When the show ended, the theater lights adjusted to a brighter hue, and I could get a better view of those sitting around me. I stood up to put my jacket back on, and as she stood up to gather her things, I took in her appearance. She was tall and shapely, with classic curves. She was wearing a tank top, with a corduroy jacket over it, along with an ankle-length skirt that flowed freely with her movements. Her hair was pulled back in a loose ponytail, but I could tell there was a lot of it.
“A hippie girl … cute …” I mused to myself, smiling.
“So, what are you doing after this?” She interrupted my thoughts. “Wanna get a cup of coffee?”
“Ummmmm, you know … I shouldn’t. I mean, I should probably get back and start getting some sleep” I stuttered my words, confused by how difficult it was to simply say ‘no’ to her.
“Come on. I’m not gonna bite you. Just come chitchat with me for a bit.” She was still smiling at me. “I promise to have you home before midnight, Cinderella.”
“Yeah, a cup of coffee does sound really good right now.” I chuckled. “I live in Andersonville, where do you live? Maybe we can find someplace near both of us.”
“I live in Uptown, so it looks like we’re both hopping the Red Line anyway.”
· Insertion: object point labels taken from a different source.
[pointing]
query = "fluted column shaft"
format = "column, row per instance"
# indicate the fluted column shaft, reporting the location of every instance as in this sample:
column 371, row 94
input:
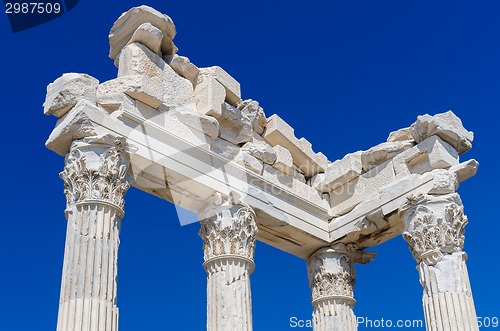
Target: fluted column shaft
column 331, row 278
column 228, row 245
column 95, row 182
column 434, row 231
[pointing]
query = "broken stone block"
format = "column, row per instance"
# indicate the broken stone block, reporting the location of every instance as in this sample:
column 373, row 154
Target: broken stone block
column 66, row 91
column 235, row 126
column 284, row 160
column 445, row 125
column 432, row 153
column 149, row 36
column 138, row 87
column 202, row 123
column 445, row 182
column 250, row 162
column 178, row 91
column 183, row 66
column 255, row 113
column 113, row 102
column 299, row 175
column 80, row 122
column 317, row 182
column 278, row 132
column 137, row 59
column 344, row 198
column 210, row 96
column 233, row 92
column 465, row 170
column 263, row 152
column 290, row 183
column 343, row 171
column 383, row 152
column 400, row 135
column 126, row 25
column 224, row 148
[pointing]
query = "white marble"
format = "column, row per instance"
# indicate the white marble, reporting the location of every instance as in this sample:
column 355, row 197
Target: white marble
column 331, row 279
column 228, row 246
column 434, row 230
column 95, row 182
We eased onto a train and settled into a comfortable conversation about our hometowns and what brought us both to Chicago. I was amused by her energy. She spoke passionately and confidently about things, yet she was a great listener. I couldn’t help but notice my attraction to her, and it stirred uncomfortably in my gut. It’s been so long.
“So, what about you? Are you seeing someone right now?” She asked.
“No. I haven’t been seeing anyone for a while.” I could feel my discomfort growing. I know she didn’t mean anything by the question, but why does it always have to come here? It’s so hard to talk about, and even more difficult to think about. “My, ummmmm … my last partner was in a really bad accident and ummmmm … I haven’t … I haven’t been with anyone since then. It’s just not been right ever since.”
Just the sound and feel of the train sliding along the track. I could feel her looking at me, but I couldn’t meet her gaze. I didn’t want to do this right now. I was suddenly thinking maybe this was all just a really bad idea, and I should head home and forget about this girl; and forget about this day.
“I’m so sorry to hear that, Alex. I know what it’s like to lose someone so close to you, and I can only imagine what you must be going through.” I could feel her hand on mine. “We don’t have to talk about it, I can see how difficult this is.”
Something inside me snapped. I felt a dead weight inside my mind give way and collapse.